In the end, after much to-ing and deleting, I chose “Best regards” with an extra layer of “Many thanks for your help” as a general rule. Not very me, but definitely the corporate, more establishment me. On my return to the corporate world, I’ve gone through this whole rigmarole in a minor way again. Settling right back into the ‘Best regards’ rhythm, but now with the occasional ‘Cheers’ and ‘Thanks’ thrown in.
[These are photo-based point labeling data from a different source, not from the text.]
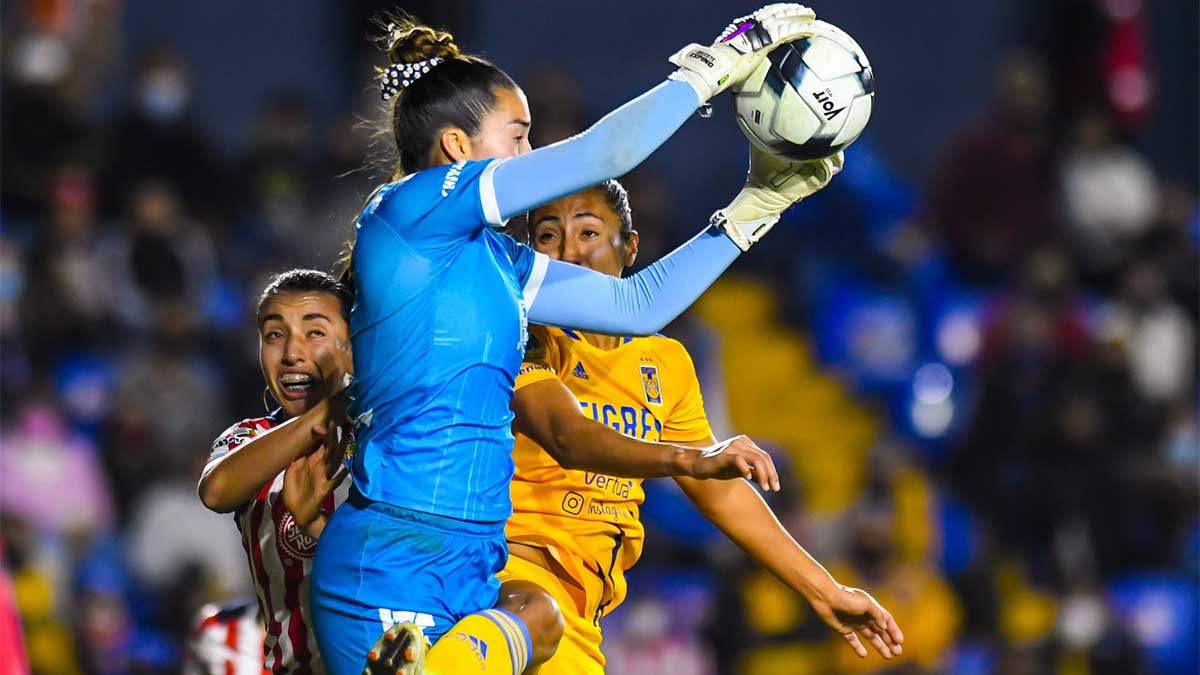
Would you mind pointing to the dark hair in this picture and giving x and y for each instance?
(459, 91)
(617, 198)
(306, 281)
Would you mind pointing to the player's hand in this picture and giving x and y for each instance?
(858, 617)
(773, 185)
(736, 458)
(741, 48)
(310, 479)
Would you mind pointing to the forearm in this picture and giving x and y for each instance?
(235, 478)
(636, 305)
(612, 147)
(737, 509)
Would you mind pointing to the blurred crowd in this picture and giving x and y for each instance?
(983, 388)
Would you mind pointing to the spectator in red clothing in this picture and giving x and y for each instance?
(993, 195)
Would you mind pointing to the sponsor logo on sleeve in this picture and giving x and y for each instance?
(651, 384)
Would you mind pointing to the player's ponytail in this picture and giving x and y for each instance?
(457, 90)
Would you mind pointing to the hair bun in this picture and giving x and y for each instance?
(409, 42)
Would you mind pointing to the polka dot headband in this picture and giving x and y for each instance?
(399, 76)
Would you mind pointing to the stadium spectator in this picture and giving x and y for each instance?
(993, 197)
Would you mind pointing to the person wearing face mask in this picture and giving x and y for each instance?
(155, 138)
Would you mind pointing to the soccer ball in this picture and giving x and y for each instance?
(809, 99)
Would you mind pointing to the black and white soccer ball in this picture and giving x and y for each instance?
(810, 99)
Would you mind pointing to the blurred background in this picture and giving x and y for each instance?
(975, 354)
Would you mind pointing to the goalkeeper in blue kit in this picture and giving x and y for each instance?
(439, 326)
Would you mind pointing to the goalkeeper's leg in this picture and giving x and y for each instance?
(515, 637)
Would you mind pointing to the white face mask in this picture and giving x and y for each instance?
(1083, 621)
(163, 95)
(40, 59)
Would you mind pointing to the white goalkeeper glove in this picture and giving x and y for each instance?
(741, 48)
(772, 186)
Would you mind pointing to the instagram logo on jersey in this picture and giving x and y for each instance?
(451, 180)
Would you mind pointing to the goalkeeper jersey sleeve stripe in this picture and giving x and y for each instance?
(612, 147)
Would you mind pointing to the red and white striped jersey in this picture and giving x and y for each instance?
(226, 640)
(280, 555)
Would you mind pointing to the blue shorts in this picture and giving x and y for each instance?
(377, 565)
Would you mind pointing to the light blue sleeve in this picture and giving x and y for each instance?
(569, 296)
(612, 147)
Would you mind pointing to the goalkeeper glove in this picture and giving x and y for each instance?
(741, 48)
(772, 186)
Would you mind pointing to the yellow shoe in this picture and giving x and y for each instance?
(399, 651)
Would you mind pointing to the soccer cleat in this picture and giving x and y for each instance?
(399, 651)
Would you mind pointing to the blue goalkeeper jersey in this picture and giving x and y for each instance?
(438, 330)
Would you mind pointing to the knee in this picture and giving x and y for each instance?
(540, 614)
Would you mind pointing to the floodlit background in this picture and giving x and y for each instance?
(975, 354)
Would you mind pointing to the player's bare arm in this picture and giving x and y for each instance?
(234, 479)
(549, 413)
(311, 478)
(741, 513)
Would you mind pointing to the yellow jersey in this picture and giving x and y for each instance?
(588, 523)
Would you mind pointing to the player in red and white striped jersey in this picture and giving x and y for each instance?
(226, 640)
(273, 473)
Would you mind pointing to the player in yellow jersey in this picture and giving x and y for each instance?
(575, 533)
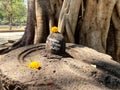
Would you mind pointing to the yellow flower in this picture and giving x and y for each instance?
(35, 65)
(54, 29)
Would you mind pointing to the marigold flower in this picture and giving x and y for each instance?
(54, 29)
(35, 65)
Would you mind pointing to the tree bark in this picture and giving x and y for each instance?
(116, 22)
(96, 23)
(68, 18)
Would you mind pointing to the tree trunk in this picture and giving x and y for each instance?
(10, 21)
(28, 37)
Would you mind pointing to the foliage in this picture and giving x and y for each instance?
(15, 9)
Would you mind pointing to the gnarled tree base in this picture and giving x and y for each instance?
(81, 68)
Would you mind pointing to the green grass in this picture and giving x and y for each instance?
(6, 27)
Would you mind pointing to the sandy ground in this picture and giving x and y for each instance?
(4, 37)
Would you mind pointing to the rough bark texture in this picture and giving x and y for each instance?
(116, 22)
(68, 18)
(86, 22)
(28, 37)
(81, 68)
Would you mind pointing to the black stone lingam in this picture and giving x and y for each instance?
(55, 44)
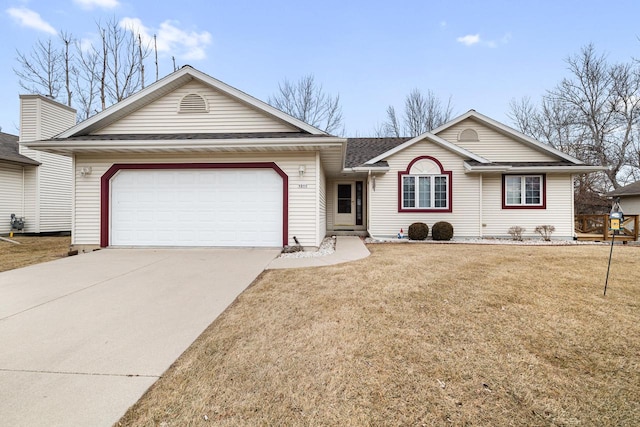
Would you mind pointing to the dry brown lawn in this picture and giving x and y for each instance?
(419, 335)
(32, 250)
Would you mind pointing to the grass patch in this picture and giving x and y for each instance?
(32, 250)
(419, 335)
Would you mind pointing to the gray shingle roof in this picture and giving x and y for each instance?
(9, 151)
(360, 150)
(627, 190)
(522, 164)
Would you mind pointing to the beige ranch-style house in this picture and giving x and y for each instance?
(192, 161)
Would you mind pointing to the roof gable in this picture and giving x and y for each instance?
(433, 138)
(503, 129)
(199, 108)
(136, 106)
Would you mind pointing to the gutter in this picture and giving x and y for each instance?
(150, 145)
(525, 169)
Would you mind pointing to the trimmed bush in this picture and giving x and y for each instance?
(418, 231)
(516, 232)
(442, 231)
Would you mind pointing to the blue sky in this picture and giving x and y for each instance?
(371, 53)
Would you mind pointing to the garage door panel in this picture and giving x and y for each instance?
(201, 207)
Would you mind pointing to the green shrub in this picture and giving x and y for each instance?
(442, 231)
(418, 231)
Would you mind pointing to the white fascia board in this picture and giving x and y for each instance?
(150, 145)
(379, 169)
(510, 131)
(433, 138)
(187, 70)
(534, 169)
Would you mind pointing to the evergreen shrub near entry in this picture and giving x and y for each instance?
(442, 231)
(418, 231)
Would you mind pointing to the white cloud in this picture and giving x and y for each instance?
(469, 39)
(103, 4)
(30, 19)
(473, 39)
(185, 45)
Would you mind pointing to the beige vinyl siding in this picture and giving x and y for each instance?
(558, 212)
(386, 221)
(225, 114)
(55, 193)
(31, 210)
(11, 177)
(493, 145)
(630, 205)
(43, 118)
(331, 206)
(322, 200)
(303, 202)
(48, 188)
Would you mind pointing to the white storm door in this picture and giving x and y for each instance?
(345, 206)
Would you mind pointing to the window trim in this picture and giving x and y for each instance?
(447, 174)
(543, 191)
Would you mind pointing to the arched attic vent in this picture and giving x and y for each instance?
(193, 103)
(468, 135)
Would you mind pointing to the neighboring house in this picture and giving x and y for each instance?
(13, 169)
(629, 198)
(36, 185)
(191, 161)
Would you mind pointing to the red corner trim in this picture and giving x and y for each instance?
(442, 172)
(105, 186)
(544, 192)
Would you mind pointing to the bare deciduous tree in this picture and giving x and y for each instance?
(422, 113)
(89, 75)
(41, 71)
(307, 101)
(594, 115)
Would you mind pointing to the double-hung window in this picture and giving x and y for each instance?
(523, 191)
(425, 192)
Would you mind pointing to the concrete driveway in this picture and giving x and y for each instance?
(82, 338)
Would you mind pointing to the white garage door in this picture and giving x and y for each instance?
(196, 207)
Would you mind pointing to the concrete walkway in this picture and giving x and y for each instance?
(348, 248)
(82, 338)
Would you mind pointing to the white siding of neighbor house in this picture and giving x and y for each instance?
(493, 145)
(12, 179)
(322, 200)
(225, 114)
(303, 191)
(630, 205)
(386, 221)
(558, 212)
(47, 187)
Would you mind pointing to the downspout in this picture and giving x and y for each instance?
(319, 237)
(368, 201)
(23, 188)
(481, 209)
(573, 208)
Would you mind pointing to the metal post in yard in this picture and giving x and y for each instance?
(606, 282)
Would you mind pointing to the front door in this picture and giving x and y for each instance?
(345, 212)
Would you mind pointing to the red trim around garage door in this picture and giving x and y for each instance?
(106, 179)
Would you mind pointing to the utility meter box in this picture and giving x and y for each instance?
(615, 221)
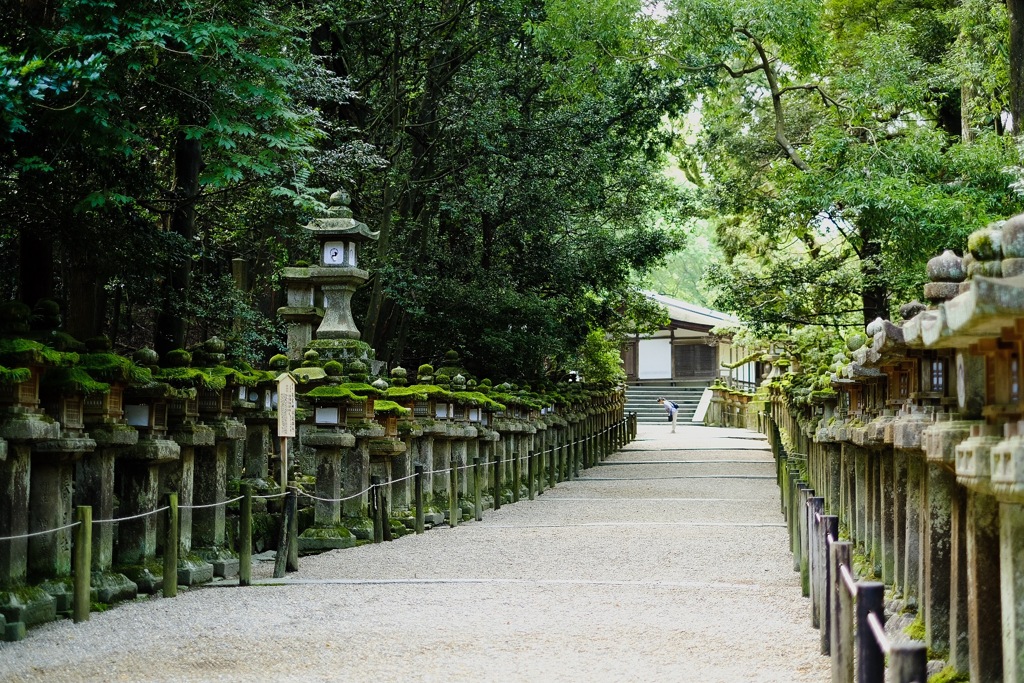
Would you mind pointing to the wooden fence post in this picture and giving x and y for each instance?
(498, 482)
(477, 494)
(171, 542)
(418, 494)
(375, 509)
(83, 564)
(516, 475)
(531, 473)
(829, 528)
(454, 511)
(908, 663)
(870, 658)
(246, 537)
(842, 615)
(815, 541)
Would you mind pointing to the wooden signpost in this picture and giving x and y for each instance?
(286, 421)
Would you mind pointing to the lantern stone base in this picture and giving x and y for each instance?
(148, 578)
(28, 605)
(111, 587)
(224, 562)
(318, 540)
(193, 570)
(341, 349)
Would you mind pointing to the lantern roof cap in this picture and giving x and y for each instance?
(338, 221)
Obviously when I think about it it’s complete bollocks. And certainly my four-year break from the corporate world helped to de-institutionalise me to a certain extent. I swear in meetings occasionally. I speak up much more when I disagree with something. I don’t wear a suit to work (and not just because I can’t fit in to them anymore post kids…). But I still find it tricky to be completely ‘non-corporate’ in written form. It feels a bit too risky somehow.

Why do we edit ourselves like this?

Clearly I don’t have a universal answer to this question. For me it is certainly about not standing out in a way that anyone (and I wouldn’t narrow it down necessarily to men, it’s just where I work is dominated by men) would find irritating, or above myself. I want my work to stand out for how good it is on an equal playing field, so I worry about drawing attention to the fact that I have a pair of tits with an ill-advised ‘Best’. It’s a complete focus on ‘fitting in’. I’m not even sure I need to worry about it.

The joy of working with small businesses

It is when I’m working with small businesses that I feel I have the real power to be authentic in the way I communicate, and not just in a trendy ‘authentic is so hot right now’ kind of way. I can talk and write however I want to my clients about their businesses, and I can be myself. It’s their choice whether they want to work with me or not, and those relationships are so important to me (and to them and their business), that if we don’t ‘fit’ then it’s absolutely for the best if that leads to them choosing not to proceed.

So how do you sign off your emails? Do they differ when you’re writing to men or women? Am I overthinking this (probably)?